Take a walk back up to Osborne Street and return to your accommodations for the night. The downtown area boasts three bed and breakfasts: Emma's, The GoodBread House, and the Spencer House Inn. There are also several hotels in the area.
Mary Neff, one of the owners of the Spencer House Inn, says most visitors to the area have one goal in mind: "Cumberland Island is a draw unto itself. Lots of people come [to St. Marys] because of the island and its pristineness. It's a step back in time.
"The fact that we're so close to I-95, but it's still so historic, draws a lot of people."
March/April and October/November are peak seasons for visitors to the area. Spring allows for perfect weather, and families often come for spring break and Easter. Fall also boasts good weather and the St. Marys Rock Shrimp Festival. The annual Georgia-Florida football game takes place in Jacksonville, which is a mere 45-minute drive, so crowds increase that weekend as well, Neff added.

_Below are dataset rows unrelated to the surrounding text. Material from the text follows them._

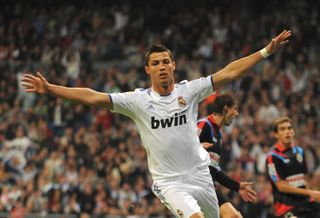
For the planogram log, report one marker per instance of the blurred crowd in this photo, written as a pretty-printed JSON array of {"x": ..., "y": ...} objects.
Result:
[{"x": 59, "y": 157}]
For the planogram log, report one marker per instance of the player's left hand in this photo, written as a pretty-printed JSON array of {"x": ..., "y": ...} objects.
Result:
[
  {"x": 279, "y": 41},
  {"x": 246, "y": 192}
]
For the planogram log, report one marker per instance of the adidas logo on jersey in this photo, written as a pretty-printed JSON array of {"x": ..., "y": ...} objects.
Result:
[{"x": 176, "y": 120}]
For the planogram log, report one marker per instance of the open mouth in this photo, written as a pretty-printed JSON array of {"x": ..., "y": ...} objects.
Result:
[{"x": 163, "y": 75}]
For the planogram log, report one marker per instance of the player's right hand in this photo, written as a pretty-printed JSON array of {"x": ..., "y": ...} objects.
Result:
[{"x": 37, "y": 84}]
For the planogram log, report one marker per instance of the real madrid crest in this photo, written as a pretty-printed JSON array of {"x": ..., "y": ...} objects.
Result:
[
  {"x": 299, "y": 158},
  {"x": 181, "y": 101}
]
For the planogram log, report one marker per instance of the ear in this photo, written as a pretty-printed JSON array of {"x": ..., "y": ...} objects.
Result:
[
  {"x": 146, "y": 68},
  {"x": 225, "y": 109}
]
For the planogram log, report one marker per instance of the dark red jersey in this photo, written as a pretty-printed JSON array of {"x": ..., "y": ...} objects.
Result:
[{"x": 287, "y": 164}]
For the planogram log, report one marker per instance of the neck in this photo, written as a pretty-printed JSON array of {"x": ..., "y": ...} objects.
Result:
[
  {"x": 218, "y": 118},
  {"x": 163, "y": 90}
]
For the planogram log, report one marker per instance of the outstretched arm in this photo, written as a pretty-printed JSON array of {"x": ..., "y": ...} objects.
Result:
[
  {"x": 39, "y": 84},
  {"x": 239, "y": 67}
]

Visitors come from all over. "Mostly from Atlanta, but also from all over the country and from Europe," Neff said.
THE INN ITSELF is a charming home away from home, perfect for a relaxing weekend. Built in 1872, it is filled with beautiful antiques and boasts 14 guest rooms and two shady verandahs. The innkeepers and staff are more than willing to go the extra mile in order to ensure that you have a pleasant stay.
Antiques stores, book stores and gift shops abound in the downtown area, allowing for unique purchases. The St. Marys Submarine Museum gives visitors an up-close look at the submarines that are housed at the nearby King's Bay Naval Base. Orange Hall, considered "The Grand Dame of St. Marys," was a home built in the 1830s and now serves as a museum listed on the National Register of Historic Places.
There is no shortage of things to do in the St. Marys/Cumberland Island area, but the peace and quiet of a friendly coastal Southern town may be the best reason of all to visit this hidden gem.
Who knows? A weekend visit could turn into seven years.